Taking inspiration from her, from J. Glenn Gray’s The Warriors, In Defense of Politics by Bernard Crick (not incidentally a George Orwell biographer), I wrote my own treatise to define (and confine) politics and the political experience. American Republic is the result. It is short in length, terse in language, but even after additional years working at the international level (I completed the manuscript in 2007) continues to reflect my understanding and experience.
I have added to this very modest theory of politics because, in part, the corpus is so small, so little populated by those with the real-world subjective experiences of men and women in politics, and continues to be dominated by the pessimistic, the cynical, and the small. Even other works — such as Max Weber’s Vocation lecture that gave us the inimitable analogy of politics as the “strong and slow boring of hard boards” — remain ultimately cynical and detached from the real work of politics.

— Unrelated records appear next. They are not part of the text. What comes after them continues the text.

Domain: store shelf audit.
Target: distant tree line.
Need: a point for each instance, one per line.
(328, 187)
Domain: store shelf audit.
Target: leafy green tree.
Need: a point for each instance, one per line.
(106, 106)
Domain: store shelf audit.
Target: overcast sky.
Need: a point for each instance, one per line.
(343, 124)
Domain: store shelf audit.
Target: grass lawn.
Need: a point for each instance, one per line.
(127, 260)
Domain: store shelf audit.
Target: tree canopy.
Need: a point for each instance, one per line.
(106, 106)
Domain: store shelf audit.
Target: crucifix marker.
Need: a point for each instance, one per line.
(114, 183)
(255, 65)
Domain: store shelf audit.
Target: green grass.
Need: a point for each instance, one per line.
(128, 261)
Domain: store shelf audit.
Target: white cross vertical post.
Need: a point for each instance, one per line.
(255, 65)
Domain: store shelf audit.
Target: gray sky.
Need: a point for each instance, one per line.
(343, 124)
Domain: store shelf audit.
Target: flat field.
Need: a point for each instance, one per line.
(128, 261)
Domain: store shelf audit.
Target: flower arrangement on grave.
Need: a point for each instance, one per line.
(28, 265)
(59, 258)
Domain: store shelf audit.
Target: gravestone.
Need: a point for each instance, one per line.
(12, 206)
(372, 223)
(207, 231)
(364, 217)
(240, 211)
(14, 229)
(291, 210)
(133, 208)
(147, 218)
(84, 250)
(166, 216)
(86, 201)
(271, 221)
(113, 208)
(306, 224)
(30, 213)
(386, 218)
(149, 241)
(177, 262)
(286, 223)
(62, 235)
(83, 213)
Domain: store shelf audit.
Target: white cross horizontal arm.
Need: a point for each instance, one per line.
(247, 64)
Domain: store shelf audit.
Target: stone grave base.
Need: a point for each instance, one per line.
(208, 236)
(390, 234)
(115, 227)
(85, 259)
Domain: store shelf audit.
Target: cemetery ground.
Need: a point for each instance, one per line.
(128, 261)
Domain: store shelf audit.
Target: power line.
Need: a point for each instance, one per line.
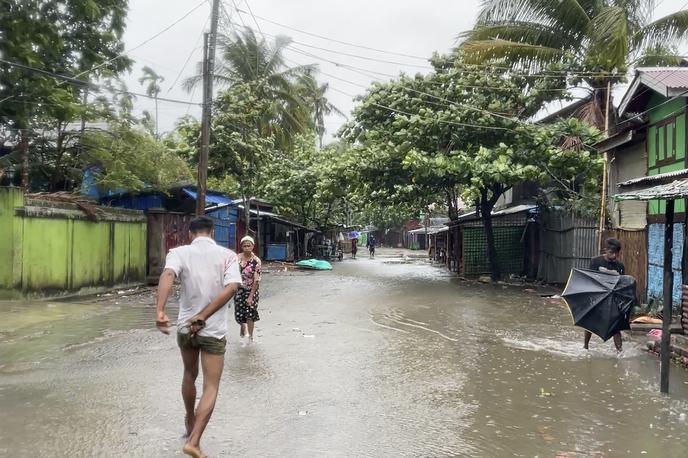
(471, 69)
(337, 41)
(559, 72)
(254, 17)
(195, 48)
(144, 42)
(83, 83)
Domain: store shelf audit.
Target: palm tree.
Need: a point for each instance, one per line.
(153, 89)
(314, 95)
(245, 58)
(596, 40)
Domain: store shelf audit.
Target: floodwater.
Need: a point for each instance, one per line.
(377, 358)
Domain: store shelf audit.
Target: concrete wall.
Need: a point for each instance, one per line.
(54, 248)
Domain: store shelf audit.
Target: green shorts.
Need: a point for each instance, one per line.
(206, 344)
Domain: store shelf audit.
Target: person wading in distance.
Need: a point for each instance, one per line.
(246, 299)
(210, 277)
(608, 262)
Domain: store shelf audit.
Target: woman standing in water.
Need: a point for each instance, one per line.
(246, 298)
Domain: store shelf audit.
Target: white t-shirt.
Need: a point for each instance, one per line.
(204, 269)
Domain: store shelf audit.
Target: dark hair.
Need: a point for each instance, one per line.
(201, 224)
(612, 244)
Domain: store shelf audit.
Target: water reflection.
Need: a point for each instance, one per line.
(372, 359)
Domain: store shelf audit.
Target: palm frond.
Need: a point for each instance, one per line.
(522, 54)
(666, 30)
(609, 36)
(524, 32)
(591, 113)
(563, 12)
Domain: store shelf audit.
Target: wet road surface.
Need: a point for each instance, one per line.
(377, 358)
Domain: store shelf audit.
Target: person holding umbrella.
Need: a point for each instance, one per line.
(608, 263)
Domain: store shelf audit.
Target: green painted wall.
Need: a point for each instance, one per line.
(10, 252)
(510, 251)
(56, 250)
(664, 153)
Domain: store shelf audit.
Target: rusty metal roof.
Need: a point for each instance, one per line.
(656, 179)
(669, 77)
(675, 190)
(667, 81)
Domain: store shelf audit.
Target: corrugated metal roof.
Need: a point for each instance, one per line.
(675, 190)
(667, 81)
(507, 211)
(653, 179)
(670, 77)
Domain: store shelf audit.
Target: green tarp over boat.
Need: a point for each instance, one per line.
(316, 264)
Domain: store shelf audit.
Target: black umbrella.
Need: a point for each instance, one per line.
(600, 302)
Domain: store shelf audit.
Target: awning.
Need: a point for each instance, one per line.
(670, 185)
(677, 189)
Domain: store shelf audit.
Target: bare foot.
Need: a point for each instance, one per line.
(192, 451)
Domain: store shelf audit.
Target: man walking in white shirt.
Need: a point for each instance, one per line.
(209, 276)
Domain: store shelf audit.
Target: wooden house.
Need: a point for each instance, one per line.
(650, 140)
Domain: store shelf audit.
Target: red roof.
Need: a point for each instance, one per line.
(671, 77)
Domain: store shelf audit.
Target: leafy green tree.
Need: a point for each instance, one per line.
(595, 40)
(246, 59)
(459, 132)
(128, 158)
(314, 94)
(76, 39)
(239, 147)
(152, 81)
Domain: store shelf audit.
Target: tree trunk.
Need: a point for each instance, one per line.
(24, 152)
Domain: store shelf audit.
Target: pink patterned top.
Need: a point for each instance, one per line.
(250, 271)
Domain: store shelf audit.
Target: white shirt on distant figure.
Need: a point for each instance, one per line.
(204, 269)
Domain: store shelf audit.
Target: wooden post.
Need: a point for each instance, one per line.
(665, 356)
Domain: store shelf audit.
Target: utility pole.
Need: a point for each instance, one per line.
(209, 41)
(603, 207)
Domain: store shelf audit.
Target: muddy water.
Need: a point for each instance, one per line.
(377, 358)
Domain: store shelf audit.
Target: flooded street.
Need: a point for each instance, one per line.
(376, 358)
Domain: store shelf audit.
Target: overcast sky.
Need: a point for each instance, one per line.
(413, 28)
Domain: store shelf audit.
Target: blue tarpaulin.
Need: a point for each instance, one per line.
(210, 197)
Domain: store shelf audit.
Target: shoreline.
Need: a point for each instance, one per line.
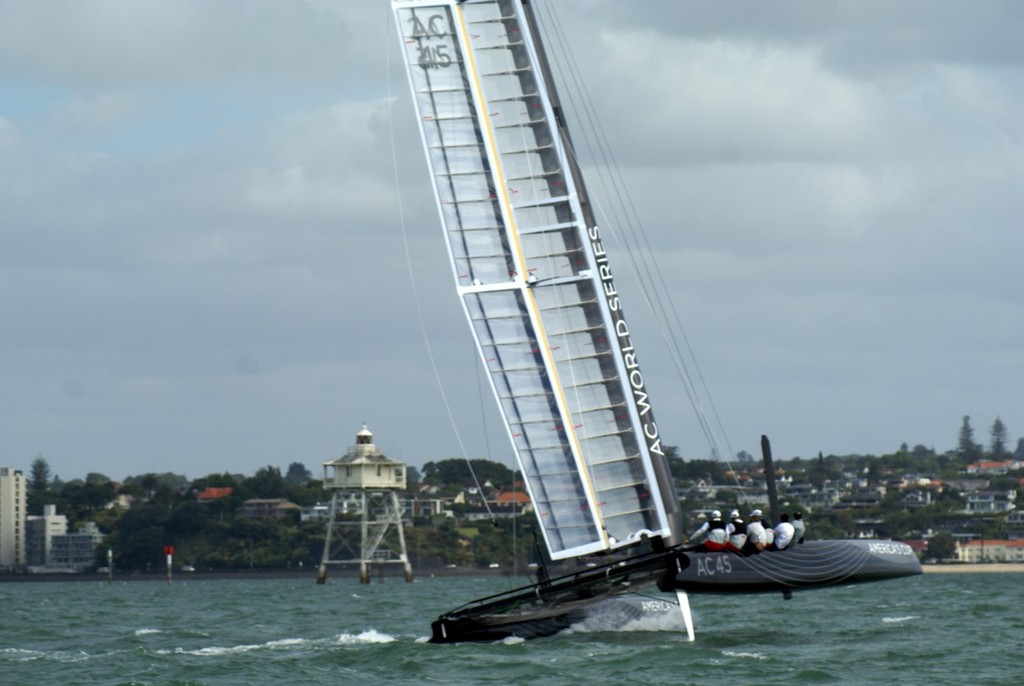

For politics is (as I noted in an earlier post), in the words of Vaclav Havel, “the art of the impossible.” Arendt eerily presaged these words a generation before him, using the words “miracle” and “improbable” to describe what politics could achieve. Politics allows for collective moral action and only through politics can the great progress of the ages be accomplished. Without politics human beings inhabit a great moral waste. Civilization as we comprehend it could not exist without politics. I hope this small work advances this understanding.